It’s okay to talk about suicide, especially with loved ones who might be struggling. In recognition of National Suicide Prevention Month, Compassus Senior Vice President and Chief Medical Officer Dr. Kurt Merkelz provides helpful advice for talking to friends and family members about suicide.
Watching friends and family members struggle is an awful experience. We might feel helpless or that we can’t make a difference, especially with older adults who are facing the challenges of aging. Long-term health issues, pain and terminal illness can significantly interfere with a person’s day-to-day life, their ability to take care of themselves and their overall happiness. The resulting social isolation, loss of independence and potentially strained relationships with family and friends can negatively affect a person’s mental health.
For these reasons, older adults with chronic pain or serious or terminal illness can be high risk for suicide, as can their families as they cope with the stress of caregiving. The latest Centers for Disease Control and Prevention statistics show adults ages 85 and older have the highest suicide rate, followed by those ages 75-84. They deserve special attention, support — and hope. National Suicide Prevention Month, observed in September, is a relevant time to increase awareness of suicide risk among older adults and their caregivers.
Addressing harmful or suicidal thoughts head on is crucial to ensuring a person’s health and safety. If you suspect a loved one is struggling or considering self-harm, try this approach to talk with them about your concerns.
Ask how they’re feeling
Let your loved one know you are concerned and care about their wellbeing. This is a simple but powerful step in connecting with someone grappling with isolation or loneliness. Knowing someone cares enough to listen can be a great comfort.
Ask them how they are feeling – physically and emotionally – and what they are thinking. Directly asking someone if they are suicidal will not influence or encourage them to complete the act. Instead, discussing suicide openly and honestly and genuinely asking how they are doing can give the person the opportunity to take steps toward getting the help they need.
Try these conversation starters:
- “How are you getting by?”
- “I’ve noticed you haven’t been yourself lately. Is everything ok?”
- “I’m worried about you. Can we talk about what’s troubling you?”
- “You seem really [down/sad/angry/unhappy] lately. I’m worried you might be thinking of hurting yourself or attempting suicide. Can we talk about this?”
Follow up with these questions:
- “How long have you been feeling this way?”
- “Have you tried to harm yourself before?”
- “What might make you act on these thoughts?”
- “Do you have a plan in place?”
- “How can I support you right now?”
Actively listen
During these conversations, the goal is to genuinely hear and understand your loved one and serve as a comforting presence. The focus should not be fixing or solving their problem.

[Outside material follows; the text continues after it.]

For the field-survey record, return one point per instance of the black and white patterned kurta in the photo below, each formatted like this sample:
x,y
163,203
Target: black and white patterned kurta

Convey your concern and attention by:
- Maintaining eye contact and offering affirmations such as, “I see,” or “sure.”
- Listening without judgment. Validate their feelings with statements including, “I understand how that would upset you,” and, “I probably would have reacted the same way.”
- Summarizing their experience to show you heard and understood what they said. This shows you were listening attentively and allows them to correct you if you misunderstood. Try saying, “For you, it feels like [paraphrasing what the other person said].”
Acknowledge and respect their experience
Give your loved one time to finish their thoughts before speaking and potentially interrupting them. If they are having a difficult time discussing an emotionally challenging topic, gently encourage them to continue speaking but don’t rush or push them. Pay close attention to their body language and tone of voice to assess how they are feeling.
During this conversation, work with your loved one to identify other avenues for support such as family members, friends, neighbors or colleagues. If they are willing to seek professional help, you can help connect them with a licensed counselor or a therapist. If they are at immediate risk for suicide, contact emergency services on their behalf. Most importantly, always take signs or talk of suicide seriously. For help, call the National Suicide Prevention Lifeline: 800-273-8255.
Social connection is a basic human need. Beyond emotional support, relationships impact our physical health and longevity, according to Mental Health America. Reaching out, listening and acknowledging our loved ones’ feelings can make a life-saving difference.
Kurt Merkelz, M.D., is senior vice president and chief medical officer of Compassus, where he leads the company’s quality and clinical initiatives, ensuring the delivery of quality patient outcomes and increased access to end-of-life care.